Bei Chefarzt Dietmar Salger (r.) ist Patient Jürgen Pötzsch in den besten Händen. Am Modell erklärt der Mediziner das Verfahren der Wirbelkörperersatz-Operation mit Schrauben-Stab-Verankerung. Der 66-jährige Rentner hat nach der Operation im Krankenhaus Senftenberg neuen Lebensmut geschöpft. Er kann sich wieder fast schmerzfrei bewegen und plant bereits die ersten Fahrradtouren nach dem Sturz im Herbst des Vorjahres.
Bei Chefarzt Dietmar Salger (r.) ist Patient Jürgen Pötzsch in den besten Händen. Am Modell erklärt der Mediziner das Verfahren der Wirbelkörperersatz-Operation mit Schrauben-Stab-Verankerung. Der 66-jährige Rentner hat nach der Operation im Krankenhaus Senftenberg neuen Lebensmut geschöpft. Er kann sich wieder fast schmerzfrei bewegen und plant bereits die ersten Fahrradtouren nach dem Sturz im Herbst des Vorjahres. FOTO: Klinikum Niederlausitz GmbH / STEFFEN RASCHE
Senftenberg.
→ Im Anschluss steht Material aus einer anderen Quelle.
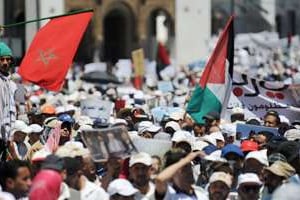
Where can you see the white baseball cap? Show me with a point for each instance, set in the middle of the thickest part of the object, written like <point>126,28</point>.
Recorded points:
<point>260,156</point>
<point>35,128</point>
<point>21,126</point>
<point>147,126</point>
<point>177,115</point>
<point>221,176</point>
<point>248,178</point>
<point>174,125</point>
<point>142,157</point>
<point>215,157</point>
<point>183,136</point>
<point>122,187</point>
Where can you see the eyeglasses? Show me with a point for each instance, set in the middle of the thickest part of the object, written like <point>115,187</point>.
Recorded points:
<point>248,188</point>
<point>8,59</point>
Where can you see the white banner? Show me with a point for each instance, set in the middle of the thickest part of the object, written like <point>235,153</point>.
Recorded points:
<point>110,142</point>
<point>257,97</point>
<point>96,108</point>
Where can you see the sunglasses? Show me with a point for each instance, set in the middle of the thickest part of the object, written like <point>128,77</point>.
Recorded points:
<point>248,188</point>
<point>8,59</point>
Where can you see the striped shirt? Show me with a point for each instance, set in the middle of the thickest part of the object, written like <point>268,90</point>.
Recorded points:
<point>7,106</point>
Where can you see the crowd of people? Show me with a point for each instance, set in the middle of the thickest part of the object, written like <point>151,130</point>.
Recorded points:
<point>43,155</point>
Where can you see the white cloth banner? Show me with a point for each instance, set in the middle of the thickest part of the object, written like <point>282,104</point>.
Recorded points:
<point>257,97</point>
<point>96,108</point>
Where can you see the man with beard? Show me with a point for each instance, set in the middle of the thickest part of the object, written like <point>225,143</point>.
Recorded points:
<point>7,102</point>
<point>66,128</point>
<point>248,186</point>
<point>139,173</point>
<point>219,186</point>
<point>15,178</point>
<point>176,181</point>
In unserer Serie „Der besondere Fall“ erzählen wir von außergewöhnlichen Schicksalen, Diagnosen und medizinischen Wegen. Der 42. besondere Fall kommt aus dem Krankenhaus Senftenberg des Klinikums Niederlausitz. Von Andrea Budich

Es war der letzte Mittwoch im vergangenen September. Das weiß Jürgen Pötzsch noch ganz genau. Der rüstige Rentner aus Gröditz schwingt sich morgens wie immer auf seinen Drahtesel, um im gut vier Kilometer entfernten Nachbarort frische Brötchen zu holen. Plötzlich radelt er schnurstracks einem Blaulichteinsatz der örtlichen Feuerwehr entgegen. Der Radweg ist gesperrt, rot-weißes Flatterband stoppt die Weiterfahrt und überall Blaulichter.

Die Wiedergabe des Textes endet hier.